Gazeteci yazar  Abdurrahman Dilipak, bugünkü yazısında, sosyal medyada  Cumhurbaşkanı Erdoğan’ın öldüğüne dair iddialara isim vermeden tepki gösterdi. Dilipak, “Bakıyorum da birileri birilerinin ölümü üzerinden ne senaryolar yazıyorlar ya da birileri birilerinin yaşaması üzerinden ne senaryolar üretiyorlar. Sonunda herkesin bir planı var. Allah’ınsa bir hükmü. Sonunda Allah’ın dediği olacak. Ve herkes neye layıksa onu bulacak. Allah iradesi ve rızasının gerçekleşmesinde hiç kimsenin varlığına muhtaç değildir.” dedi.

'DÜNÜN KAZANIMLARINI BİR PARTİ, BİR KİŞİYE PATENTLİYOR'

“Birileri dünün kazanımları bir parti, bir kişi ile patentleme çabasında oluyor her zaman.” diyen Yeni Akit yazarı Dilipak, “Oysa o iktidar ya da nimet, dünün kolektif çabalarının ürünüdür. Sonra o iktidar sahipleri, bu kazanımdan yola çıkarak insanlardan kendilerine sadakat bekliyorlar ve başarıların devamının buna bağlı olduğunu söylemeye kalkıyorlar adeta. Oysa Allah bizi mallarımız, canlarımız ve sevdiklerimizle, kimi zaman artırarak, kimi zaman eksilterek imtihan edecektir ve bu süreçte herkes için ancak yaptığının karşılığı vardır. Eğer bir an için özünü kaybedersek insanlık ölür, ki asıl tehlikeli olan da budur.” diye yazdı.

Abdurrahman Dilipak, yazısının bir kısmında şunları kaydetti:

“Kimsenin yaşaması ya da ölümü, kimsenin kurtuluş ya da helak’ının sebebi değildir. O sadece sebeplerden biridir. Sonun da hayır da şer de Allah’ın iradesi içindedir. Biz O’nun rızasına tabi olursak, Ondan gelecek hayrın kaynağını, sebebini o halkeder, dilerse kafirler eliyle dahi, O, o sebebi halkedebilir. Sonuçta bize hayır gibi gelen şeylerde şer, şer gibi gelen şeylerde Allah hayır murat etmiş olabilir. Biz bilmeyiz, Allah bilir. Sonuçta dirilten de öldüren de, tekrar diriltecek olan da Allah’tır. O irade ve rızasını gerçekleştirmek için birilerinin yardımına ya da desteğine muhtaç değildir.

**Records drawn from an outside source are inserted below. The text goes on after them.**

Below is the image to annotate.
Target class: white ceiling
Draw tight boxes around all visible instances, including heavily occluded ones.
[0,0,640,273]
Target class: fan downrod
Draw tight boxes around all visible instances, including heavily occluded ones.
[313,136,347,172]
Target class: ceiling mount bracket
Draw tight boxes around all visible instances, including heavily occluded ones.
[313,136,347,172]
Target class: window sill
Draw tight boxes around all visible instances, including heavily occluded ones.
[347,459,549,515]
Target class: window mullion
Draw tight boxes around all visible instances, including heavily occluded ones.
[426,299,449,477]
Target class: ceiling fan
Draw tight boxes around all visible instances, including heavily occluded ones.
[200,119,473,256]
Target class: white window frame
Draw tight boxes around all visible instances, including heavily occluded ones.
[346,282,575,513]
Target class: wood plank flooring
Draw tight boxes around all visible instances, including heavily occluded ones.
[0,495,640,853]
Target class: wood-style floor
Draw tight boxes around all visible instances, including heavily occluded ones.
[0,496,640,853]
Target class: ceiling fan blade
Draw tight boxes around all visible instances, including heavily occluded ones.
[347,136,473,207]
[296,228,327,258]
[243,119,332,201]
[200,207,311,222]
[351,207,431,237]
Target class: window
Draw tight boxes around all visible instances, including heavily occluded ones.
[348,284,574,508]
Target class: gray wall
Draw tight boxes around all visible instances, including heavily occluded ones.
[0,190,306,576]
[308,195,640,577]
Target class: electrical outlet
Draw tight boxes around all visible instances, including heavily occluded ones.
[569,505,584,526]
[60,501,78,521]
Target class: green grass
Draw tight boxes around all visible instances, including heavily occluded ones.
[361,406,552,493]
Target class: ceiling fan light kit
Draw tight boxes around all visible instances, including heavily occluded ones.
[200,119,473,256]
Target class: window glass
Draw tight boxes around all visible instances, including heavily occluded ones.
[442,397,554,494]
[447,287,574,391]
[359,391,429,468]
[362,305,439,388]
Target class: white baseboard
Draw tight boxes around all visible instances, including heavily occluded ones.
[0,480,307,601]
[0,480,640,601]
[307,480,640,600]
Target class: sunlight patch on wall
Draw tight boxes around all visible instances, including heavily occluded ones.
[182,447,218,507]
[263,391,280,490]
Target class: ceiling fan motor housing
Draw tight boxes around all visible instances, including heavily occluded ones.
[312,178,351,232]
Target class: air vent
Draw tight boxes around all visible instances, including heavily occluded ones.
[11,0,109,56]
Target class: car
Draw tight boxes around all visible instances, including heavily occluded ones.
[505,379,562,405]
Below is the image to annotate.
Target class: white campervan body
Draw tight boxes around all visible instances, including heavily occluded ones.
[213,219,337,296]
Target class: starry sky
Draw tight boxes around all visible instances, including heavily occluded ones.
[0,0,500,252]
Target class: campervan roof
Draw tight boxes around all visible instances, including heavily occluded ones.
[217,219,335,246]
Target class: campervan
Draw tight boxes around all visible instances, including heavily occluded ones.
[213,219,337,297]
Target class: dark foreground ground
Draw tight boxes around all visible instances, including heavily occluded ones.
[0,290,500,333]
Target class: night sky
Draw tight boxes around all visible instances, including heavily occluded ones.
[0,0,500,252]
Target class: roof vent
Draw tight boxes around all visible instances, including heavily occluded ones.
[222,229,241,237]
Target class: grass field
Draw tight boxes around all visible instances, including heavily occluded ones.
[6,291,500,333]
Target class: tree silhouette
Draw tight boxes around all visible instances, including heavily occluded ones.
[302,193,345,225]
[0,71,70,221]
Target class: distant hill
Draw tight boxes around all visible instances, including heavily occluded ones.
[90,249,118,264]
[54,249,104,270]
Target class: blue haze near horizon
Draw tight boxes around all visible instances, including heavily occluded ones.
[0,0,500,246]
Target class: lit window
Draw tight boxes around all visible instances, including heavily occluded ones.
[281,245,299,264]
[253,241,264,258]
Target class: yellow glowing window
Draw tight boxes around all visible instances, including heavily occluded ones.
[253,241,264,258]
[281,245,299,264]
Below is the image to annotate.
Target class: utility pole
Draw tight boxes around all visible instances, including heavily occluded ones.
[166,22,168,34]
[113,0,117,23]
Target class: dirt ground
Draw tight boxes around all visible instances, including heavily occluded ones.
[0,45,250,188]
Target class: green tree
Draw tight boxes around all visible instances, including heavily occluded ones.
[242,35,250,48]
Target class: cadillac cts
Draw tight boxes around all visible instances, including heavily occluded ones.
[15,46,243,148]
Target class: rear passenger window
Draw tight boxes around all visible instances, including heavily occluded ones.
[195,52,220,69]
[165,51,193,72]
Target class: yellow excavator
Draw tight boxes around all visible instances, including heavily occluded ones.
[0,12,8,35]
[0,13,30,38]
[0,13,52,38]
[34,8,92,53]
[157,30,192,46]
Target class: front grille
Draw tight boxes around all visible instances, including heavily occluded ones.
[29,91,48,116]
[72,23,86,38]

Birinden bir şey almaya muhtaç da değildir. Herkes kaderini, rızgını ve ecelini bir ölçüye göre tayin eden de O’dur!
Hiçbir liderlik, hiçbir yakınlık, hiç kimse için mutlak kurtuluş vesilesi değildir. Peygamberlerin kurtarıcı gücü yoktur. Onlar kurtuluşa çağırırlar. Yoksa babamız peygamber olsa gelse (Haşa, artık bir peygamber gelmeyecek) sizi kurtaramaz. Hiçbir lider ya da komutan, önder kurtarıcı değildir. Göklerin ordularının komutası, göklerin ve yerin hazinelerinin anahtarı kimsenin yed-i tasarrufunda değildir. Tabii bunu kime anlatacaksınız? Kemalistlere mi, dindarlara mı, solculara mı, milliyetçilere mi!. Herkes kendine bir “kurtarıcı önder” bulmuş yoluna devam ediyor! Herkesin kendine göre bir kurtarıcısı var! O da yetmezse, kimi Mehdi bekler, kimi Mesih, kimi müceddid. Oysa peygamberler geldi, peki sonuç ne oldu! Kimse kendini değiştirmeyi düşünmüyor ve herkes bir kurtarıcı bekliyor. Oysa kişi kendini değiştirmedikçe Allah onun hakkındaki hükmünü değiştirmeyecektir.”